Le recueillement est toujours un seuil de communion, avec la beauté, la souffrance, le silence, l'autre, jusqu'à la prière, communion parfaite.


dimanche 24 février 2013

Tu t'élanceras vers la clarté avec Philippe Mac Leod

C'est le deuxième dimanche de Carême : « Il fut transfiguré devant eux ; son visage devint brillant comme le soleil »  Évangile selon Saint Matthieu, chapitre 17, verset 2.


"L’homme est conçu pour s’élancer. La station verticale l’a dégagé de l’animalité. C’est encore vers le haut que son développement s’est dirigé. 
Tout en se répandant à la surface de la Terre, il n’a cessé de se chercher dans le miroir du ciel. Nous aurions tort de déprécier cet attrait, qui n’est pas seulement une évasion, une respiration nécessaires. Il témoigne aussi de notre soif des grands espaces, de notre aspiration à la clarté, à l’aisance. 
Le bleu est une couleur de libération, de transparence ; d’eau et d’air, il est la couleur de l’insaisissable, du lointain, de l’appel. Le monde, à cette hauteur, dit autre chose de nous-mêmes. 
Nous élever, c’est nous alléger.

Le Christ priait. Au milieu des foules, il levait les yeux vers le ciel. Il semblait prendre pied dans un monde porté par le souffle d’en haut.

Aimer les hommes, aimer l’homme comme le Christ l’a aimé, et aujourd’hui sans doute plus qu’hier, c’est regarder les gens plus loin que ce qu’ils donnent à voir. Surtout pas pour ce qu’ils sont, ni même pour ce qu’ils cacheraient au-delà des apparences, mais pour ce qu’ils ne sont pas encore, ce qu’ils sont appelés à être. Poser sur eux un regard qui apporte souffle, clarté, hauteur et largeur, un regard qui leur ouvre l’espace où ils pourront s’élever.

Par peur de l’irréalisme, du déracinement, nous sommes peut-être devenus trop terre à terre. Il ne s’agit pas de nous échapper, mais de nous élever au sens de grandir, croître, les pieds sur terre, dans la terre, mais la tête au ciel, pleine du souffle large des cieux. 
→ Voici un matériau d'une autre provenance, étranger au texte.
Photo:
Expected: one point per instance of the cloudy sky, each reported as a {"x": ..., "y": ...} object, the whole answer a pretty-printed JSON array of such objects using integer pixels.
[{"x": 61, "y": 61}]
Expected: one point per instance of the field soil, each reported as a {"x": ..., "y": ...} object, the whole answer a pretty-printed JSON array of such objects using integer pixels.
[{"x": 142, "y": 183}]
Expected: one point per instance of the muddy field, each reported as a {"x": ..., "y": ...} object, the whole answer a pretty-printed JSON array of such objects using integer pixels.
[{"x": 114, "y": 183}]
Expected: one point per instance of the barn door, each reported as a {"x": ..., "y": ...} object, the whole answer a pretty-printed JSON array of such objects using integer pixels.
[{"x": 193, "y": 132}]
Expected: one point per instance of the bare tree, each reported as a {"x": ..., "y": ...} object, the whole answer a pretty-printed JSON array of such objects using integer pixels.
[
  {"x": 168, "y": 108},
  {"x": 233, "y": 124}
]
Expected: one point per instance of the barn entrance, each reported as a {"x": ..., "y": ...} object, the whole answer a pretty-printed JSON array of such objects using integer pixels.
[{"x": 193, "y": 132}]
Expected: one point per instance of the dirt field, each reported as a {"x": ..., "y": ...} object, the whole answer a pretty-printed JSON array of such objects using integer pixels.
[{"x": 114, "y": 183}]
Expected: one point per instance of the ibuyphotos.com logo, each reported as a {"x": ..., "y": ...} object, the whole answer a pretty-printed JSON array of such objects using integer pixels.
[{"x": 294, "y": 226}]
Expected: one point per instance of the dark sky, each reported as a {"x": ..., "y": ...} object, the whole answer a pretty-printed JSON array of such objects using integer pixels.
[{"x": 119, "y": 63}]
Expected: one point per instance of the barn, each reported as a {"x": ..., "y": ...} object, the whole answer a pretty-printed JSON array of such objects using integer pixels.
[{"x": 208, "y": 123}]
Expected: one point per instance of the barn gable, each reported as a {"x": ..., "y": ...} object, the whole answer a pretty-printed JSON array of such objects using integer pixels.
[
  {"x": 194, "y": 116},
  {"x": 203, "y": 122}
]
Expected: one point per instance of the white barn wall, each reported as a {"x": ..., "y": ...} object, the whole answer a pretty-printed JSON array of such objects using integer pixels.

Nous citons volontiers saint Irénée : "La gloire de Dieu, c’est l’homme vivant." Nous connaissons moins bien la suite: "Et la vie de l’homme, c’est la vision de Dieu." Saint Paul, dans le droit fil des prophètes, le déclare sans détour : Dieu nous a faits pour que nous le cherchions et que nous essayions d’entrer en contact avec lui (selon le récit des Actes des Apôtres, chapitre 17, versets 22 à 31). "Nous sommes de sa race", dit-il, c’est-à-dire que nous sommes capables de Dieu, nous sommes faits pour lui, pour le rejoindre, non pas en décollant de la réalité, mais en croissant, en atteignant la taille du Christ. Il ne suffit donc pas de croire passivement. L’Évangile ne cesse de nous interroger sur le Dieu auquel nous croyons. 

Si elle ne nous engage pas dans un processus de transformation, de progression, d’élévation, comme le principe actif du levain, notre foi ne franchit jamais la fonction sociale. Elle finit par devenir une sorte d’option ou d’héritage culturel. Elle n’habite pas en nous et nous ne sommes pas en elle. Elle n’enfante plus. 

Et la pratique dont nous nous réclamons est trop souvent la mise à distance d’un Dieu qui nous cherche pourtant jusque dans l’intimité de nos entrailles. L’excès formaliste, la place trop grande donnée aux signes extérieurs sont autant de façons de compenser cette distance. C’est notre faiblesse naturelle qui justifie les représentations des choses de l’esprit. Il faut nous forcer à nous dépasser en dépassant ces représentations.
Il y a comme une religion prophétique à réinventer, une religion de la vérité intérieure, de l’authenticité, une religion de la beauté de l’âme que nous saurons rayonner autour de nous et qui seule pourra faire comprendre à nos contemporains ce que peut signifier le Verbe fait chair. Le ciel que nous avons contemplé, le bleu qui est en nous, il nous faut maintenant le répandre, comme une traînée de poudre, une monnaie brillante au fond de nos regards épurés jusqu’à la divine simplicité. "

L’écrivain Philippe Mac Leod a publié plusieurs recueils de poèmes, dont la Liturgie des saisons (le Castor astral, prix Max-Pol-Fouchet) et Au milieu de la nuit (Ad Solem).